Lebih lanjut, kata Purbaya rotasi atau perombakan ini perlu dilakukan sebab sebagai upaya penyegaran organisasi fiskal pimpinan-nya dengan memberikan kesempatan kepada orang-orang yang menurutnya baik dan mampu mengambil tanggung jawab yang lebih besar, serta menempatkan orang yang tepat pada posisi yang tepat sesuai dengan tantangan yang dihadapi.
"Jadi, rotasi dan mutasi bukan tujuan akhir. Yang paling penting adalah apa yang berubah setelah Saudara berada di tempat yang baru," jelasnya.
Tak hanya itu, perubahan jajaran kata dia dilakukan pada jabatan fungsional pada jajaran direktorat jenderal hingga Badan Layanan Umum (BLU) di bawah Kementerian Keuangan, seperti direksi Special Mission Vehicle (SMV).
Tepis Rumor Bantah Obral Jabatan
Menariknya dalam acara pelantikan tersebut, Purbaya menegaskan proses rotasi dan mutasi pejabat di lingkungan Kementerian Keuangan dilakukan berdasarkan pertimbangan profesionalisme dan integritas.
Hal ini sekaligus membantah rumor adanya pengumpulan uang hingga Rp100 miliar untuk mendapatkan posisi tertentu di Kemenkeu.
"Saya bingung dari mana isu itu keluar. Jangan-jangan Pak Sekjen mengumpulkan sendiri? Tapi saat saya tanya, beliau bilang tidak ada, itu rumor saja. Jadi ini betul-betul professional-based. Yang menaikkan posisi bukan saya sendiri; ada yang mengusulkan, Pak Sekjen menilai, dan setiap pejabat eselon I yang ada saya tanya apakah orang tersebut cocok atau tidak. Semuanya terlibat walaupun saya panggil sendiri-sendiri," terangnya.
Oleh karena itu, kembali ia menekankan integritas menjadi hal utama yang harus dijaga pejabat Kemenkeu.
Sebab menurutnya, posisi di Kemenkeu memiliki tanggung jawab besar karena berkaitan dengan penerimaan negara, belanja, kekayaan negara, pembiayaan, serta berbagai instrumen yang berdampak kepada masyarakat dan dunia usaha.
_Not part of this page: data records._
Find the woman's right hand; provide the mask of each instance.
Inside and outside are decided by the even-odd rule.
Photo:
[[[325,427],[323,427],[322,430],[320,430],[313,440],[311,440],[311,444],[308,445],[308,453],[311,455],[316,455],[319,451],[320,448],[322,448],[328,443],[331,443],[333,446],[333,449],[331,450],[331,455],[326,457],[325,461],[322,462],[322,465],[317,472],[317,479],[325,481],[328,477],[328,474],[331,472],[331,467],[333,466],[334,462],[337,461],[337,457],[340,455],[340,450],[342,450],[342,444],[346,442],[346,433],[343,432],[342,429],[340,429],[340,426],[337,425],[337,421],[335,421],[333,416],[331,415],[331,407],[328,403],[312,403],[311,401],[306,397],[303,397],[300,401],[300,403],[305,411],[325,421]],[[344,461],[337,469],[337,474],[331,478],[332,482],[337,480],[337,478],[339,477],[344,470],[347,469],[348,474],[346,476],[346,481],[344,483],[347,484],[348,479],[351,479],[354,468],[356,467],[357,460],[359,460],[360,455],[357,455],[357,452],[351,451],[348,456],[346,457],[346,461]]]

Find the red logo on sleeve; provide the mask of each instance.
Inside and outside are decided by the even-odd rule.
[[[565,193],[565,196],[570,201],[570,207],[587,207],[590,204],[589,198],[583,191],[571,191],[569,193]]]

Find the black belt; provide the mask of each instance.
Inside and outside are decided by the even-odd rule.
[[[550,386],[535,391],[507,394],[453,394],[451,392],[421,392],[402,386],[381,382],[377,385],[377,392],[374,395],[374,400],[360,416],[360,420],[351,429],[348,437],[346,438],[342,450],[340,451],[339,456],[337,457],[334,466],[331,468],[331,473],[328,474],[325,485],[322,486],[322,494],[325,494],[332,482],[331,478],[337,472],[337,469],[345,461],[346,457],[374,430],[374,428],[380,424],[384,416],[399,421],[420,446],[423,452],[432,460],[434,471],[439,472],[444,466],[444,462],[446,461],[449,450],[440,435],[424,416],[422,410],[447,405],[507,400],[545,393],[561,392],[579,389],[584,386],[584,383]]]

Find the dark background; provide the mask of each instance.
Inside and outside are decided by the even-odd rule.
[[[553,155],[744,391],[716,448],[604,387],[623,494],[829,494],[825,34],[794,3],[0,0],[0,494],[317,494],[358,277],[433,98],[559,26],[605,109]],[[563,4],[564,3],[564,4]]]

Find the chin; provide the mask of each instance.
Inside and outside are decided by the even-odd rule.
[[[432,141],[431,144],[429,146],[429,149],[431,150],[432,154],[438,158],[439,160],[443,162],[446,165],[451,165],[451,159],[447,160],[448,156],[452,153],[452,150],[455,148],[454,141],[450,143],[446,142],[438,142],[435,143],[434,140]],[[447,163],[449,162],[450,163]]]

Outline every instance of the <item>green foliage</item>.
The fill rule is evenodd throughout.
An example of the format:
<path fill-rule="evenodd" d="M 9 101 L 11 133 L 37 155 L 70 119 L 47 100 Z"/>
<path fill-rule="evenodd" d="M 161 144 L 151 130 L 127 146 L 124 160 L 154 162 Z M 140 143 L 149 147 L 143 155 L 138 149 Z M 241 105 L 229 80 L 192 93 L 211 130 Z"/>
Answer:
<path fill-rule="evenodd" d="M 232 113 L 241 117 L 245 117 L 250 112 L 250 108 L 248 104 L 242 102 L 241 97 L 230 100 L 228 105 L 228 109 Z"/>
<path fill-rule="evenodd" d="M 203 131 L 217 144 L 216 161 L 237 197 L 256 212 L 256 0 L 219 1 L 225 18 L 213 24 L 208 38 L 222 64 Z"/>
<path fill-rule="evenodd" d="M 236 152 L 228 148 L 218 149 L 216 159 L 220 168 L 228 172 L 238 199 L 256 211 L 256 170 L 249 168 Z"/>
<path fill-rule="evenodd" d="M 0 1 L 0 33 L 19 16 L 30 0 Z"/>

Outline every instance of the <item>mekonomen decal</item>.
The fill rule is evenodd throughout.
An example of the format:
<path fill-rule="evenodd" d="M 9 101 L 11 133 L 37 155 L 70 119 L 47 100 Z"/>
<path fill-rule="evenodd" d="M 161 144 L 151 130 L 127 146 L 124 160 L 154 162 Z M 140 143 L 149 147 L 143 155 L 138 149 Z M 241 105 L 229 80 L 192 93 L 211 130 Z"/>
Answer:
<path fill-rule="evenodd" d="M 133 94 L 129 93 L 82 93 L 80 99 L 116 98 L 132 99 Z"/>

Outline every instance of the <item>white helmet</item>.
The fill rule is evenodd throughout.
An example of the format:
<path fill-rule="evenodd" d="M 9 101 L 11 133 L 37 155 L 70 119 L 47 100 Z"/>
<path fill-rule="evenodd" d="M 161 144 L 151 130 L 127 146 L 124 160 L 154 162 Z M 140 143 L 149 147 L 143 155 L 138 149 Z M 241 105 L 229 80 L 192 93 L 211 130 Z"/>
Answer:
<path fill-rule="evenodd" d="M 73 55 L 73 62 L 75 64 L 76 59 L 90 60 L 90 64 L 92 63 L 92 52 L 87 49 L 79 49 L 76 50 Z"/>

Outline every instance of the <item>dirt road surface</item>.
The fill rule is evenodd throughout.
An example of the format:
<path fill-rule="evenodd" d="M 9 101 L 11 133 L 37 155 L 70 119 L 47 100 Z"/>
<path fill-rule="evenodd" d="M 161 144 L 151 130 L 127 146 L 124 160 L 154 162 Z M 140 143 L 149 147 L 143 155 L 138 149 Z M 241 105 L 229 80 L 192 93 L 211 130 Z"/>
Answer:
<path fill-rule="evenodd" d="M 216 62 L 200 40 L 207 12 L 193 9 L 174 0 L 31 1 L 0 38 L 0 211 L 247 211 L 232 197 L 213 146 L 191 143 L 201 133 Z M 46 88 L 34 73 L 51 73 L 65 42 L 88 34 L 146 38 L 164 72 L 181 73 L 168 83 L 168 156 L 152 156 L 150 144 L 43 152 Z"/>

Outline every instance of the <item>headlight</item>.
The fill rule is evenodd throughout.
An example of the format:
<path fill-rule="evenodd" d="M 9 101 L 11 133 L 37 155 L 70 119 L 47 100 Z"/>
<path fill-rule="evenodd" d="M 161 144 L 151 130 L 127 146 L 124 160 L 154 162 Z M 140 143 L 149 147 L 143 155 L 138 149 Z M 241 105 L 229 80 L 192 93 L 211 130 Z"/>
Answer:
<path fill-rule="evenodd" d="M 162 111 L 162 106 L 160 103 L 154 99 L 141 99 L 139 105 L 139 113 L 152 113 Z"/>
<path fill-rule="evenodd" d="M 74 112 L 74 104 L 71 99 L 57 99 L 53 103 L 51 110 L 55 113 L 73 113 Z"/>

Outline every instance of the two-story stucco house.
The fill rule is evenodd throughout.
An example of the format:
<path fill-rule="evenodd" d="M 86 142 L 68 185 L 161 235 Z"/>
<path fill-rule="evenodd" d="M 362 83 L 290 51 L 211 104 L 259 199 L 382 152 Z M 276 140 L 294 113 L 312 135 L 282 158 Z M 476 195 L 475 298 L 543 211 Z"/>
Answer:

"Oleh karena itu, tidak boleh ada kompromi terhadap integritas. Jabatan adalah amanah, bukan privilege. Semakin tinggi jabatan Saudara, semakin besar pula tanggung jawab dan pengawasannya."
"Sekarang tugas kita adalah melanjutkan reformasi, memperbaiki yang masih kurang, dan membawa Kementerian Keuangan mencapai target yang lebih tinggi," pungkasnya.